Unverified videos on the Chinese version of TikTok appeared to show a person lying in a bunk bed suffering seizures, while others in the room screamed for help.
“At the start the kid was fine… then she went (into quarantine) for four days and had a high fever and now she’s gone,” a woman described in other videos as the child’s aunt tells viewers, crying.
The woman says the girl “had convulsions, vomiting and a high fever, and didn’t get medical attention in time,” complaining that local health authorities did not respond to calls while the child was in critical condition.
AFP could not independently verify the videos, and calls to Ruzhou city’s propaganda, health and COVID prevention departments on Friday were not answered.
Chinese media, which have given cursory attention to similar lockdown-related scandals in the past, were noticeably silent this week on the Ruzhou case.
By Friday afternoon, censors had removed nearly all traces of the incident from the Chinese internet, disabling Weibo hashtags for “Ruzhou Girl” and “Girl from Ruzhou dies in quarantine,” and removing most of the videos mentioning the girl’s alleged death.
The hashtag page for “Ruzhou Girl” had recorded 255,000 views and 158 posts on Friday morning, according to the official statistics at the top of the page, though only four posts remained visible before the page was blocked completely later in the day.
Ding Ting/Xinhua/Getty
“Have the lessons of Shanghai been forgotten so completely?” one of the last remaining posts on the page asked, referring to the megacity’s lockdown in the spring that left people without adequate food and supplies.

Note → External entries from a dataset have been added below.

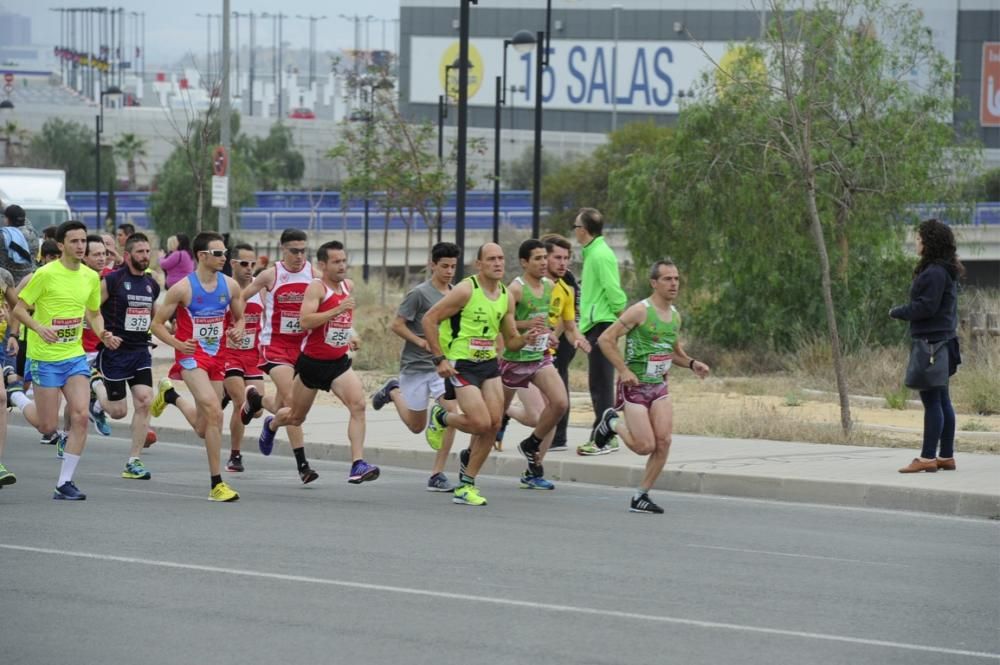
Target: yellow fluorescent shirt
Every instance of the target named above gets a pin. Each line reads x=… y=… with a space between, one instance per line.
x=60 y=297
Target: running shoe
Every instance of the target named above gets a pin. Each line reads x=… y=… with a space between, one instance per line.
x=439 y=483
x=463 y=461
x=530 y=482
x=381 y=396
x=235 y=463
x=266 y=440
x=68 y=492
x=160 y=401
x=99 y=418
x=8 y=478
x=643 y=504
x=223 y=492
x=468 y=495
x=603 y=432
x=362 y=471
x=136 y=470
x=251 y=405
x=435 y=430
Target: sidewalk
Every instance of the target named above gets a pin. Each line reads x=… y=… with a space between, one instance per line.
x=787 y=471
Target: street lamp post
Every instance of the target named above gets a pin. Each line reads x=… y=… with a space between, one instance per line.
x=111 y=91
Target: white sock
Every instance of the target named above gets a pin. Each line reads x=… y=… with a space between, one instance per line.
x=19 y=399
x=68 y=468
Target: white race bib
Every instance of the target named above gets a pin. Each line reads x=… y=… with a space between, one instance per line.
x=137 y=319
x=658 y=364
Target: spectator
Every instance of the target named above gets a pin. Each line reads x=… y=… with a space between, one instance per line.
x=178 y=262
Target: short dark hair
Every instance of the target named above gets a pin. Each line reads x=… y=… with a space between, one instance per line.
x=203 y=239
x=592 y=220
x=134 y=239
x=654 y=270
x=293 y=235
x=445 y=250
x=527 y=247
x=553 y=240
x=66 y=227
x=323 y=252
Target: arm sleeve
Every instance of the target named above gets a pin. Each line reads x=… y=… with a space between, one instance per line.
x=928 y=291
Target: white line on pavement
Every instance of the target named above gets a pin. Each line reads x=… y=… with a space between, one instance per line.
x=797 y=556
x=548 y=607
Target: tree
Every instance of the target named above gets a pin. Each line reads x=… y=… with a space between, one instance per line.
x=69 y=146
x=787 y=186
x=131 y=149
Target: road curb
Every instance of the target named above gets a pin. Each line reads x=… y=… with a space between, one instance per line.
x=590 y=470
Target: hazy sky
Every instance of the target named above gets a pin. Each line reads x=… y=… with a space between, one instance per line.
x=172 y=28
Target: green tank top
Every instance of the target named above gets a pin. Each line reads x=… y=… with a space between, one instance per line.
x=529 y=307
x=472 y=333
x=649 y=347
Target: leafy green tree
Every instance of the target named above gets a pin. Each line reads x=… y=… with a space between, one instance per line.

The poster demanded to know why “there wasn’t even a doctor to care for a girl who needed to see one.”
The incident comes a month after 27 people died in a traffic accident while they were being ferried before dawn to a quarantine facility in rural Guizhou province.
And in the lead-up to the Congress, censors removed virtually all references to reports of a rare protest in Beijing, that involved banners denouncing President Xi, as well as the COVID policies.